In the name of upholding Israeli security, they have solidified the Occupation on the ground through the use of bombs, tanks, bulldozers, movement restrictions, construction of the Separation Wall and through coercive methods of information gathering from collaborators.

It came as a surprise to many this week when Attorney General Menachem Mazuz, responding to the fallout from the International Court of Justice decision on the Separation Wall, recommended that Israel consider adopting the Fourth Geneva Convention which outlines responsibilities under international law for an Occupying power of a civilian population under its control. If Israel proceeded with the Attorney General’s recommendation, there would be greater enforcement mechanisms for violations of international human rights law and humanitarian law. Israel still contends that it is not an Occupying force because the international community never officially recognized Egyptian and Jordanian rule over the Gaza Strip and the West Bank and as such, is not violating any international agreements it has signed on to.

Dr. Gandhi spoke often of the civil rights movement in the United States and the Apartheid system in South Africa in the context of the 37 year Israeli Occupation. Dr.Gandhi’s own father spent fifteen years in jails in South Africa fighting against apartheid.

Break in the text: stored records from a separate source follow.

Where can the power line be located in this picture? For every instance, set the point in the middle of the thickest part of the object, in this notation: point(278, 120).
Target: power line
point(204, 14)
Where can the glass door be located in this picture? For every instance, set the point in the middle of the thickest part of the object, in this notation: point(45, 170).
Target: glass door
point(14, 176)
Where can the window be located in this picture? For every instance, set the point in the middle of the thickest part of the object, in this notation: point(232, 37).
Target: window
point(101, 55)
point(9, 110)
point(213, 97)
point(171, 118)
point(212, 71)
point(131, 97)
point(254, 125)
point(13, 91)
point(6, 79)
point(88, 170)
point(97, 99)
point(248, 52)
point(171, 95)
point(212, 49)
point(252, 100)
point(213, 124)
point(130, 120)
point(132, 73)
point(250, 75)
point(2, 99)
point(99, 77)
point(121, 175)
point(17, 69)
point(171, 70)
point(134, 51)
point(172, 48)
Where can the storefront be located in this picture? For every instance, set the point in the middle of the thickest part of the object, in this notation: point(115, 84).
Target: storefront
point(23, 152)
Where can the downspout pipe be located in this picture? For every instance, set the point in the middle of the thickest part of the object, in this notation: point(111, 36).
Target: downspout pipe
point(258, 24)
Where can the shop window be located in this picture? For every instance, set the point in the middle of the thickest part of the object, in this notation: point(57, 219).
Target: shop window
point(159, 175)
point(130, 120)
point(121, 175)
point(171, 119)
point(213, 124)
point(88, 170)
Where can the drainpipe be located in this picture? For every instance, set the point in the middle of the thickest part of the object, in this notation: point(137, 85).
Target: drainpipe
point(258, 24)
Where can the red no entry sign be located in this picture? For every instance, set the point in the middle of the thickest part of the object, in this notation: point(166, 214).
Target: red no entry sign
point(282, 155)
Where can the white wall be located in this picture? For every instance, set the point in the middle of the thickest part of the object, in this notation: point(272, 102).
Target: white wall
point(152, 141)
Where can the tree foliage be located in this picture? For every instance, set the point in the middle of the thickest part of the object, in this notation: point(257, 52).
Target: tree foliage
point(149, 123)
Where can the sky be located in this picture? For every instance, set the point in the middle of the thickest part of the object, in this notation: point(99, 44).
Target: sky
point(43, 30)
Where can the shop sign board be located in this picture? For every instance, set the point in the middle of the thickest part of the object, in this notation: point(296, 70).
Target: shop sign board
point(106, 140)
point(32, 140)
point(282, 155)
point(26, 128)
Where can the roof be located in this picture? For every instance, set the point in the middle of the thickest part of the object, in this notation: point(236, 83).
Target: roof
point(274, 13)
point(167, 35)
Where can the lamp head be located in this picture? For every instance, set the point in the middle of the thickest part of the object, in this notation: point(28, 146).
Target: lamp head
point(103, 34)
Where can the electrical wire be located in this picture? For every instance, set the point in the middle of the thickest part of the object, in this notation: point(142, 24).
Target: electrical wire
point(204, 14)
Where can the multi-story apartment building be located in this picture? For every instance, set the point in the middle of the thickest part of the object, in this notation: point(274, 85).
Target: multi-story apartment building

“The first intifada was a better success because it involved the whole Palestinian population and it brought the masses to the streets,” said Mohammed Alatar, leader of the US group Palestinians for Peace and Democracy and one of the organizers of Dr.Gandhi’s trip with East Jerusalem principal Terry Boulata and another Ramallah based peace group formed after the International Court of Justice decision regarding the Separation Wall at The Hague.

The night before, a person in the audience at the Ambassador Hotel welcomed Dr. Gandhi’s message and said, “When you combine the power of popular non-violent resistance with the enforcement of international law, it can be very effective in bringing about change.”